The will of Jacques Wolf was before the Superior Court of New Jersey, Chancery Division, in an action for construction brought by the executors, the appellants. Therein the court held that under State law the testamentary trust was “charitable” and not subject to the rule against perpetuities. But see Leeds v. Harrison, 9 N.J. 202, 87 A.2d 713, 720 (Sup.Ct.1952); Wilber v. Owens, 2 N.J. 167, 65 A.2d 843, 846 (Sup.Ct.1949). The decision of the Superior Court may not be regarded as conclusive as to the deductibility of the testamentary trust from the gross estate of the testator.
It is now firmly established that in matters of federal taxation, state law may control only when the federal revenue act, “by express language or necessary implication makes its operation dependent upon state law.” Lyeth v. Hoey, 305 U.S. 188, 194, 59 S.Ct. 155, 158, 83 L.Ed. 119 (1938). Accord, Estate of Putnam v. Comm’r., 324 U.S. 393, 65 S.Ct. 811, 89 L.Ed. 1023 (1945); United States v. Pel-zer, 312 U.S. 399, 402, 403, 61 S.Ct. 659, 85 L.Ed. 913 (1941) and cases hereinafter cited. Where property rights and legal interests therein are governed by *274and adjudicated under state law, the adjudication is conclusive as to the nature and extent of those rights and interests; the tax liability to which those rights and interests may be subject is then governed by federal law. Helvering v. Stuart, 317 U.S. 154, 161, 162, 63 S.Ct. 140, 87 L.Ed. 154 (1942); Morgan v. Commissioner, 309 U.S. 78, 80, 81, 60 S.Ct. 424, 84 L.Ed. 585 (1940); Blair v. Commissioner, 300 U.S. 5, 57 S.Ct. 330, 81 L.Ed. 465 (1937). This rule has been followed in several eases decided by this Court, Darlington’s Estate v. C.I.R., 302 F.2d 639 (1962); Beecher v. United States, 280 F.2d 202 (1960); Babcock’s Estate v. Commissioner of Internal Rev., 234 F.2d 837, 841 (1956); Gallagher v. Smith, 223 F.2d 218, 222, 223 (1955), but the case now before us and the cited cases have nothing in common either in law or in fact.

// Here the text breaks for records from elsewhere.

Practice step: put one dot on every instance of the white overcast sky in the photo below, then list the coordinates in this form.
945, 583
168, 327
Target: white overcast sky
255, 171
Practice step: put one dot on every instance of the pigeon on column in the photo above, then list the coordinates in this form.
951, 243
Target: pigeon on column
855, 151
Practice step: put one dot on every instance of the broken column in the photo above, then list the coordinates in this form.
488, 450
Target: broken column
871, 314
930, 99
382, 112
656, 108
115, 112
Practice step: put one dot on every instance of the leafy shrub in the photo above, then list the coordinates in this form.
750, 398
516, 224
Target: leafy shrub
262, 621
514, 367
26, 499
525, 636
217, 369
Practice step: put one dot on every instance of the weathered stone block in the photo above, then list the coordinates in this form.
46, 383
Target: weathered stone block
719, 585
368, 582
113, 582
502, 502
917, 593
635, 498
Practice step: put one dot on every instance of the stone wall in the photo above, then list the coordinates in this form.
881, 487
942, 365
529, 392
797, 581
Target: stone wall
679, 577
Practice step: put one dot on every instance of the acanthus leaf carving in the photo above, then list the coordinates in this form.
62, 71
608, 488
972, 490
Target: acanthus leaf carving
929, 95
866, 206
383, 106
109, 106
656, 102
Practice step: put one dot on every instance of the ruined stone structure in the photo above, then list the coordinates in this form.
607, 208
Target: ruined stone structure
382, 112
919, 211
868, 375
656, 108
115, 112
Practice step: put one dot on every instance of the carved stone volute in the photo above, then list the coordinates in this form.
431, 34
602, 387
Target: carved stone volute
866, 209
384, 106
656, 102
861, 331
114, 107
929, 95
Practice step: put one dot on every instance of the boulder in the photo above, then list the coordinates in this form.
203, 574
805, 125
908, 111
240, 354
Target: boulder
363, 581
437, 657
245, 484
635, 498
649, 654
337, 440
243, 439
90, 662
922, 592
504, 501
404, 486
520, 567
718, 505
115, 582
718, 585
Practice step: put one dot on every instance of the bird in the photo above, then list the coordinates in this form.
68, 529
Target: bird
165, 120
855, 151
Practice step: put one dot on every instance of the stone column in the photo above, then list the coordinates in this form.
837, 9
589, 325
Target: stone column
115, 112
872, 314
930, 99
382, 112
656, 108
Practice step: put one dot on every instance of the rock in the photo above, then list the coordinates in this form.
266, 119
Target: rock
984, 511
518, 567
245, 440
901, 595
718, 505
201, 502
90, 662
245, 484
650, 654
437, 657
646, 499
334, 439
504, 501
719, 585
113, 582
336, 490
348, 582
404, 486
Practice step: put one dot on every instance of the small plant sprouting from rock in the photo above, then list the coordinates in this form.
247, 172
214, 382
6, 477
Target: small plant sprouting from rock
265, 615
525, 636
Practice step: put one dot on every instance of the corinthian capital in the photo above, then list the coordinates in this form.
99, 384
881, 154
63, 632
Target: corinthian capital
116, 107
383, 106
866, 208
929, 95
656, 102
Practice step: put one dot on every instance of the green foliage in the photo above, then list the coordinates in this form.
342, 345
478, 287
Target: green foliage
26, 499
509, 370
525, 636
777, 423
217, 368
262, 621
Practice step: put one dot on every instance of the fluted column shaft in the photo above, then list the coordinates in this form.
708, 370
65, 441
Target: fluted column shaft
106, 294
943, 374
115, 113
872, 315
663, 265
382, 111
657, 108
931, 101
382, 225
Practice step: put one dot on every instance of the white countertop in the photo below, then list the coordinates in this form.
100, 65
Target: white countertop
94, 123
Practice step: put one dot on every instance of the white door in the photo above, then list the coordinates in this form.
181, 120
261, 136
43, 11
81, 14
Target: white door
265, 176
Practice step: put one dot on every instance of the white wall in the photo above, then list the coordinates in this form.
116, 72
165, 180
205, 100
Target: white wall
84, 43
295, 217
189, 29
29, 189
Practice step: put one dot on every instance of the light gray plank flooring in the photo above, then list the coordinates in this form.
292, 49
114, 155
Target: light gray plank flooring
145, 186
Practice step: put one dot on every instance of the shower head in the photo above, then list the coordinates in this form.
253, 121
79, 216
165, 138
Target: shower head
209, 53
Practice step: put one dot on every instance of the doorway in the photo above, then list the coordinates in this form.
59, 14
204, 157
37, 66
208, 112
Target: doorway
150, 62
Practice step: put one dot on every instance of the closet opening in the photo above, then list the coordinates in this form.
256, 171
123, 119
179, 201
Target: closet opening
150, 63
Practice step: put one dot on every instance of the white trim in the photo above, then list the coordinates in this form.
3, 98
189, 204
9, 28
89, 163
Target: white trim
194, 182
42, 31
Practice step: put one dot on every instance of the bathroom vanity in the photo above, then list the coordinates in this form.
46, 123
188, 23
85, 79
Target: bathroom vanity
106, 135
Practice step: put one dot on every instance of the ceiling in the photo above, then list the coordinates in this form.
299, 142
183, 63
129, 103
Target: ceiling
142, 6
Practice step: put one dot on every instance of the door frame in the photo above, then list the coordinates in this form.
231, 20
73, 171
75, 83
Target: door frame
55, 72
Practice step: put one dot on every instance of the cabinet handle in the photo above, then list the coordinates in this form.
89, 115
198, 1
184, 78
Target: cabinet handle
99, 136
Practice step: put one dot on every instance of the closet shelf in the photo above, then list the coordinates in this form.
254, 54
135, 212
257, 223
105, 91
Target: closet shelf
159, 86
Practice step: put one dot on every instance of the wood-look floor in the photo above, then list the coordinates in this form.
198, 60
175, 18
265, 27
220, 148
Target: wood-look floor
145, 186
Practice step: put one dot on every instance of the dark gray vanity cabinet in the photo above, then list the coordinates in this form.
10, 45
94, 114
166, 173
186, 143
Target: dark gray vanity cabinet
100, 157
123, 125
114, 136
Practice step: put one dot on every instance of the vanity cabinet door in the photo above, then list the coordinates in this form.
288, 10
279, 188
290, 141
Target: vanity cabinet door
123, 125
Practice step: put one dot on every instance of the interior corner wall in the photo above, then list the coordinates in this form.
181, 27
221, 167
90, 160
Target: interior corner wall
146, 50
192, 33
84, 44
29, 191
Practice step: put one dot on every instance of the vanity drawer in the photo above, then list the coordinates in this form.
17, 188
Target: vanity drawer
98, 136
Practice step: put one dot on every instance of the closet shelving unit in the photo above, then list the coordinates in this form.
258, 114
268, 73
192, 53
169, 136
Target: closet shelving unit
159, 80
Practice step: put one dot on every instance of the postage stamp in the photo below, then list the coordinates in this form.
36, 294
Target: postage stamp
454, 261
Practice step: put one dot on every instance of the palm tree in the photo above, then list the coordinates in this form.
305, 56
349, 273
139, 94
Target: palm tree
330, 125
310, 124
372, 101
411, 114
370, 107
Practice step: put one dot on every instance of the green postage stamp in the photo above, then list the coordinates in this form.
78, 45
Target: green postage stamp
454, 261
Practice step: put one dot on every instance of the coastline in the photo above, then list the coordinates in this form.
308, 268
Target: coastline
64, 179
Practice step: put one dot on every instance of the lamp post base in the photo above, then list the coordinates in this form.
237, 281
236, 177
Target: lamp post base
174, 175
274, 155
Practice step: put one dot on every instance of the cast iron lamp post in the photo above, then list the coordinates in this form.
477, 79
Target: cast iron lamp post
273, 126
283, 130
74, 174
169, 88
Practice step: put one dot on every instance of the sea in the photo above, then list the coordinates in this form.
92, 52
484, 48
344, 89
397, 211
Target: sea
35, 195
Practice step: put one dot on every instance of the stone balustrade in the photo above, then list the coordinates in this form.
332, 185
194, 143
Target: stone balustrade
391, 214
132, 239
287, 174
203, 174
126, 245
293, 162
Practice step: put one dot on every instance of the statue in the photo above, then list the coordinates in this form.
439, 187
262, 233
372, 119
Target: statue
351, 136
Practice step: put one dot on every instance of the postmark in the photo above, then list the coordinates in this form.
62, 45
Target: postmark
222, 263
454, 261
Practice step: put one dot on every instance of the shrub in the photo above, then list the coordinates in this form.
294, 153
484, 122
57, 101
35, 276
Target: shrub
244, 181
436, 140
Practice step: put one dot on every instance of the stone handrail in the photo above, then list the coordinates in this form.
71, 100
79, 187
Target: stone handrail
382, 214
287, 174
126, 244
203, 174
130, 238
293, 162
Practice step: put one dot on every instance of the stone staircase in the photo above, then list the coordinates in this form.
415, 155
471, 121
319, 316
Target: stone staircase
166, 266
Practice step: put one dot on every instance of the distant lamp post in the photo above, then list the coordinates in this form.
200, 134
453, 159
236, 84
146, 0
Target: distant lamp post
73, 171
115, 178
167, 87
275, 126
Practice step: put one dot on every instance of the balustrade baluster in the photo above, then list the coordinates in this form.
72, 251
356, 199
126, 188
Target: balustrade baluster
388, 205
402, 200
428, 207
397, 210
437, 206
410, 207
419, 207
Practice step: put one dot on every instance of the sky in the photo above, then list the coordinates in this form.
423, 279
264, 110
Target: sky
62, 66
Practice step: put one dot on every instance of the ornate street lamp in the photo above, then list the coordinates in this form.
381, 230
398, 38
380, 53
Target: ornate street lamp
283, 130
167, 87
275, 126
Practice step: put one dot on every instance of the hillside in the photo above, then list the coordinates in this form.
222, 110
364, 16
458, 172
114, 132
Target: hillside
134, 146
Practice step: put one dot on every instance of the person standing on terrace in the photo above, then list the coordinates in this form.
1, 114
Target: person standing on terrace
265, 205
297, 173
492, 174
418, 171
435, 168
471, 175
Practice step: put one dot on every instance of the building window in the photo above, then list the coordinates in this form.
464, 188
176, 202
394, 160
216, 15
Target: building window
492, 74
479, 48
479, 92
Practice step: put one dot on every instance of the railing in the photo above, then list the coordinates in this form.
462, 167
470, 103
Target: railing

We are here concerned with a revenue provision nationwide in its application. Thereunder a testamentary trust is deductible from the testator’s estate for tax purposes if it is “exclusively for charitable purposes.” There is nothing in the statute to indicate that it was the Congressional intent to make deducti-bility dependent on local definitions, which vary widely from state to state. It is my opinion that the revenue provision contains its own criterion which must be given a uniform construction if the estate tax laws are to be fairly and equitably applied. See United States v. Pelzer; Lyeth v. Hoey, supra; Burnet v. Harmel, 287 U.S. 103, 110, 53 S.Ct. 74, 77 L.Ed. 199 (1932). Anything but a uniform construction would disrupt the national scheme of taxation.

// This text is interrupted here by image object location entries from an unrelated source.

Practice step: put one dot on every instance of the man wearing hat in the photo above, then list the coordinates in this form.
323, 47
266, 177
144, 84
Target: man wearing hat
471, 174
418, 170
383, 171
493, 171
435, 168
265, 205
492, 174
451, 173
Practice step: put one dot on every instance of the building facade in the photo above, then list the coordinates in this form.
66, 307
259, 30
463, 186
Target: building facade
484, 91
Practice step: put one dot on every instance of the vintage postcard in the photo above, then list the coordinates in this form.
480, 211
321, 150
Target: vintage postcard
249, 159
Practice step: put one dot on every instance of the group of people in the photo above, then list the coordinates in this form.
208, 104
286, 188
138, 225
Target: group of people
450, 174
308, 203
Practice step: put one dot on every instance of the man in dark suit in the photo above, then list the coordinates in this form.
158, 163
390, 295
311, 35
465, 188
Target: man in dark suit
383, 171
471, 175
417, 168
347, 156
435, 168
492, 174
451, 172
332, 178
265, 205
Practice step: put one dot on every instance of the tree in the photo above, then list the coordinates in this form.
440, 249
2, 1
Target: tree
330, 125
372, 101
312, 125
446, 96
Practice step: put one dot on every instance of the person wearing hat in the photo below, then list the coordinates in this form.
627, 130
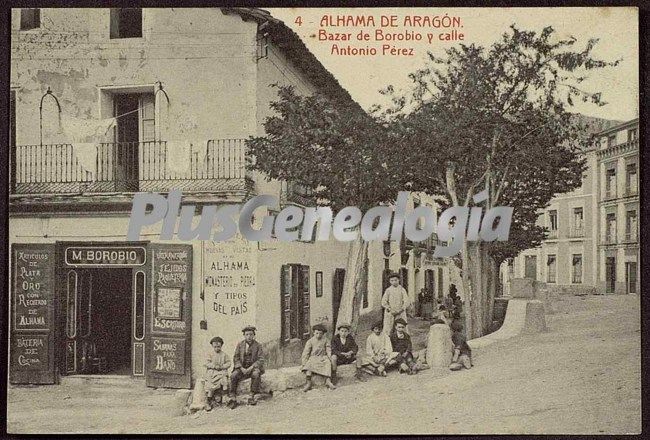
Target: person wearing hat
317, 358
379, 350
395, 301
401, 342
216, 371
248, 362
462, 352
344, 352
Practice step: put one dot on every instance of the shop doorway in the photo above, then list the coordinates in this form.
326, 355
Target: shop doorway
97, 333
111, 314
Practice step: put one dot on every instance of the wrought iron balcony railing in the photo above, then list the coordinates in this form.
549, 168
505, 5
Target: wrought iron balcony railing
576, 232
128, 167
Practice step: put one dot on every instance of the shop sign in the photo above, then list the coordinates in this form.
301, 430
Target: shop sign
103, 256
168, 355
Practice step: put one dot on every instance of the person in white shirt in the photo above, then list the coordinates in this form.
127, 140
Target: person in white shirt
395, 301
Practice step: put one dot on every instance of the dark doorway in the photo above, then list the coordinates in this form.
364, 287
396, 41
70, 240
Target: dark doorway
127, 136
111, 319
610, 274
630, 277
337, 293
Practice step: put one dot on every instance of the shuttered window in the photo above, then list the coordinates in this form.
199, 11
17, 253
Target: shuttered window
295, 302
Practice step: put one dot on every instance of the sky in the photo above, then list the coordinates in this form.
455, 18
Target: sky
363, 76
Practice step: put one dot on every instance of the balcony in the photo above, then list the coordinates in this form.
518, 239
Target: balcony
576, 232
630, 191
610, 194
128, 167
609, 239
630, 237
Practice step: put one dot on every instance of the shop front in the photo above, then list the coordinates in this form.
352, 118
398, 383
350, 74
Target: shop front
101, 308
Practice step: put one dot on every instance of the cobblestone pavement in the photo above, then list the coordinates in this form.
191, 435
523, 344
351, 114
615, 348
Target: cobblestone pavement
581, 377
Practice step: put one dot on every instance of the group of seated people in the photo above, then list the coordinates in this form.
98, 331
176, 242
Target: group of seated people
322, 356
248, 362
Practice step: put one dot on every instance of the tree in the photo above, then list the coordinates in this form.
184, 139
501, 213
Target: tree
331, 146
495, 119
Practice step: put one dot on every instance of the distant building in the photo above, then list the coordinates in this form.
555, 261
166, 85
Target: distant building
618, 209
585, 251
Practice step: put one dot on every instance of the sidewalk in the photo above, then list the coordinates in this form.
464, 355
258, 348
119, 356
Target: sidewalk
582, 377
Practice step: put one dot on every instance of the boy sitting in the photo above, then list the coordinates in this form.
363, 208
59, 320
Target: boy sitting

It seems unnecessary to recite the terms of the trust except to note that its primary purpose was to provide monthly pensions to employees and former employees of Jacques Wolf & Co., in which the testator was the principal stockholder. The pensions were payable to those who qualified on the basis of age, years of service, etc., and regardless of need. Although an employees’ pension plan may be incidentally and remotely beneficial to the community, it may not be regarded as “exclusively for charitable purposes,” the statutory criterion of deductibility. See Restatement of the Law, Trusts 2d, § 375, Comment g; Duffy v. Birmingham, 190 F.2d 738, 740 (8th Cir. 1951); Underwriters Laboratories v. Com’r. of Int. Rev., 135 F.2d 371, 373 (7th Cir. 1943), cert. den. 320 U.S. 756, 64 S.Ct. 63, 88 L.Ed. 450. An employees’ pension plan is of direct economic benefit only to those who qualify under its terms.

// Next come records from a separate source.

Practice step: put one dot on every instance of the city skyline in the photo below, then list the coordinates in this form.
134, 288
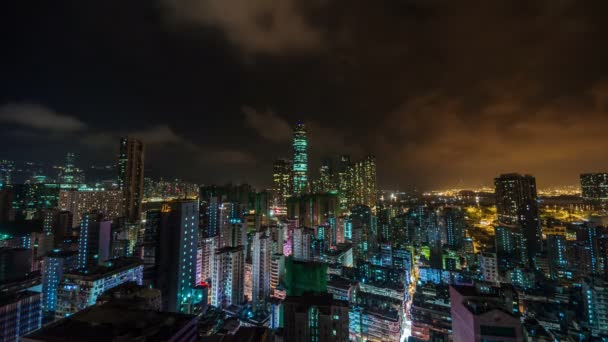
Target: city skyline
423, 89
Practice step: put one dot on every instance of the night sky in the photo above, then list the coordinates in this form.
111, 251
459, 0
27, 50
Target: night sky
444, 93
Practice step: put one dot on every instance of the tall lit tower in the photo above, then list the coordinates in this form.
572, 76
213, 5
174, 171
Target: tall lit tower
281, 178
68, 171
300, 159
131, 175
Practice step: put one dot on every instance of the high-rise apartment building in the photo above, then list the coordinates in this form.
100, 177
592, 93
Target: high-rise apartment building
595, 299
54, 265
131, 176
207, 246
7, 167
594, 186
357, 181
94, 241
79, 290
228, 281
260, 275
80, 202
20, 314
68, 174
315, 318
177, 254
300, 159
484, 313
281, 184
556, 255
511, 246
455, 227
529, 222
512, 192
302, 240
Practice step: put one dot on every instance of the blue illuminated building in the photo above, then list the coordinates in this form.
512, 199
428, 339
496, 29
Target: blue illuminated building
300, 159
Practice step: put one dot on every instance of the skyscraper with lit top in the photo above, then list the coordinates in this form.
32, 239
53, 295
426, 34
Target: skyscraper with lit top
131, 175
281, 178
300, 159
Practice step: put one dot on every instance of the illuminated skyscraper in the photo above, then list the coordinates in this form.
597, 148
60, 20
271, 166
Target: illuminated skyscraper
594, 186
177, 254
261, 267
131, 176
455, 227
513, 191
228, 281
6, 172
80, 202
68, 170
281, 183
94, 241
358, 181
300, 159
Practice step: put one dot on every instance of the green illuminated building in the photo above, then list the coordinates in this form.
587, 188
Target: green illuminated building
300, 159
305, 276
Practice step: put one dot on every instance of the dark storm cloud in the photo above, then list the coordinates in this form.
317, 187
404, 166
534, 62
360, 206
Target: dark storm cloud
267, 26
442, 92
39, 117
269, 125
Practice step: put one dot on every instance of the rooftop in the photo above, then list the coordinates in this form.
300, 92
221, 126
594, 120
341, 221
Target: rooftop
113, 321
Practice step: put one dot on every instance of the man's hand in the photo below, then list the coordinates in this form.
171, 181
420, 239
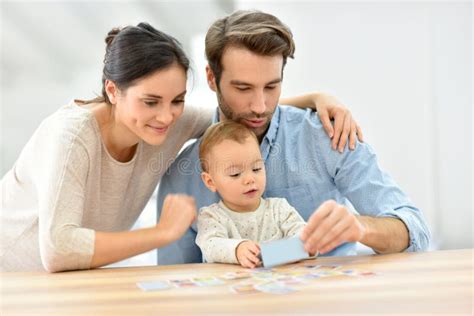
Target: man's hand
329, 226
247, 254
345, 126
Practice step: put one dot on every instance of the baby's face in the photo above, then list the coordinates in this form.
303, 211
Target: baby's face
238, 173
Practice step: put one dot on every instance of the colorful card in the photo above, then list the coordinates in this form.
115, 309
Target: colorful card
183, 283
274, 288
208, 281
244, 288
236, 275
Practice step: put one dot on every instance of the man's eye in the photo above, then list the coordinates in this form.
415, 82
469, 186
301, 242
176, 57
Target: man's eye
178, 102
150, 103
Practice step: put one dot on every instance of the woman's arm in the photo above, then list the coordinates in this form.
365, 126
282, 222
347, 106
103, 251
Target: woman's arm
178, 213
329, 108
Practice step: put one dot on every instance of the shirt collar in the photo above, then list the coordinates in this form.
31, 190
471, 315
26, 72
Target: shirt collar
270, 136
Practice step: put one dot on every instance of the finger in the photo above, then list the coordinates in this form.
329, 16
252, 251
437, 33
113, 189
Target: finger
317, 216
333, 244
253, 249
352, 136
338, 124
249, 263
253, 259
345, 132
338, 228
324, 117
312, 244
359, 134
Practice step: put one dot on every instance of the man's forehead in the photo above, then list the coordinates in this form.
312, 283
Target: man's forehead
242, 65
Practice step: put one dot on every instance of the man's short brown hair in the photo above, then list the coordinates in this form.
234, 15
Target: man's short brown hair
259, 32
217, 133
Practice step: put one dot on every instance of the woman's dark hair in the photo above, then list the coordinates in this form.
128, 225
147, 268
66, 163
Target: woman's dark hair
134, 52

The dissenting opinion of Chief Judge Kalodner rests solely on Gallagher v. Smith, supra. This case is distinguishable on its facts from the one now before us and the rule therein announced has no application here. In that case the question involved the taxability of a legal interest governed by and adjudicated under local law. Paragraph 4, supra.
Chief Judge BIGGS and Circuit Judges HASTIE and FREEDMAN, who concur in the majority opinion, also concur in this opinion.